Editor's Note: The following piece was written by Minyan Peter, the author of such articles as Discover's Goodwill Hunting and The Treasury's Speed Bumps.


If “God is in the details” then everyone should read the details of the E-Trade (ETFC)/Citadel transaction outlined in last night’s E-Trade SEC filing.


See also Minyan Peter's previous vibes on the E-Trade deal in Digging Deeper into E*Trade.


As best as I could determine: 

 

  • The $1.75 billion 12.5% “unsecured” notes reported in the press release last week are really 12.5% “springing lien” notes, positioning Citadel and BlackRock (BLK) to become senior creditors under certain events; and Citadel will trade $186 million of existing unsecured debt for additional “springing lien” notes.

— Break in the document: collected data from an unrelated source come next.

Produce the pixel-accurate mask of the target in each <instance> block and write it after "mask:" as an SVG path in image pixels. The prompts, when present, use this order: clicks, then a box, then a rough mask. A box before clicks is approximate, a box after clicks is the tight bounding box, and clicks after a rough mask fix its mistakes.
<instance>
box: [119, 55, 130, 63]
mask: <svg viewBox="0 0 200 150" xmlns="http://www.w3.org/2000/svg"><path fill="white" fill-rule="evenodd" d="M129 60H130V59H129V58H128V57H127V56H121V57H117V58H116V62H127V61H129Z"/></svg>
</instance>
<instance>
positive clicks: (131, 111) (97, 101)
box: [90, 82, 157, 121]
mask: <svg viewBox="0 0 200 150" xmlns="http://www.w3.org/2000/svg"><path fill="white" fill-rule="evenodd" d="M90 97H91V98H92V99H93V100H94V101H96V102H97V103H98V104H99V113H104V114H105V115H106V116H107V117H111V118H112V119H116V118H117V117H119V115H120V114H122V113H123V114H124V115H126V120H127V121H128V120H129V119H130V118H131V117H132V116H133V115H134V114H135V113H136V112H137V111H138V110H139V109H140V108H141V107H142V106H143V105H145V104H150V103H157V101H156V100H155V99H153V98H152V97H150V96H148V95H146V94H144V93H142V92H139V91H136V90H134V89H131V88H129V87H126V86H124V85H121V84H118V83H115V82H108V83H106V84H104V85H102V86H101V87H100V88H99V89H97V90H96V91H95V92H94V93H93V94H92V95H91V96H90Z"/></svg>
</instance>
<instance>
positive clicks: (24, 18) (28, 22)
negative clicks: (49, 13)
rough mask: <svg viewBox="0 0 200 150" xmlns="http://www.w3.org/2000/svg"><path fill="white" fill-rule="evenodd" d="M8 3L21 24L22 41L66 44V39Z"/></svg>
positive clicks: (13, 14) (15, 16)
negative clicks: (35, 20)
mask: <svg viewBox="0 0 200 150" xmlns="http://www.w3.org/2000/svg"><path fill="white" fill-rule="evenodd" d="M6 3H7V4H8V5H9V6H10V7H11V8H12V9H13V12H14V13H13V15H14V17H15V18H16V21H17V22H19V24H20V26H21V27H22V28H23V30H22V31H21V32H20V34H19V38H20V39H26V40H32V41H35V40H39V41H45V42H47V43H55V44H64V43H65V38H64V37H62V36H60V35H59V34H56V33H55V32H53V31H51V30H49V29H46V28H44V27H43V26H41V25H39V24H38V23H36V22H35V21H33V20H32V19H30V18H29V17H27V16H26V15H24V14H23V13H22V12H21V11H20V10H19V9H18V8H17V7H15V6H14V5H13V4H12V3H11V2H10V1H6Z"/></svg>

  • There are no net proceeds for the 19.9% new common stock issued to Citadel/BlackRock.

  • Citadel/BlackRock will receive a $50,000,000 “commitment” fee.

  • $1.55 billion of note proceeds went into E-Trade Bank as equity capital.

  • E-Trade’s $250 million revolving credit facility with JP Morgan (JPM) and Morgan Stanley (MS) was terminated.

  • Citadel/BlackRock have the right to “syndicate” their deal.

  • All E-Trade option trades and 40% of its brokerage trades will be routed through Citadel.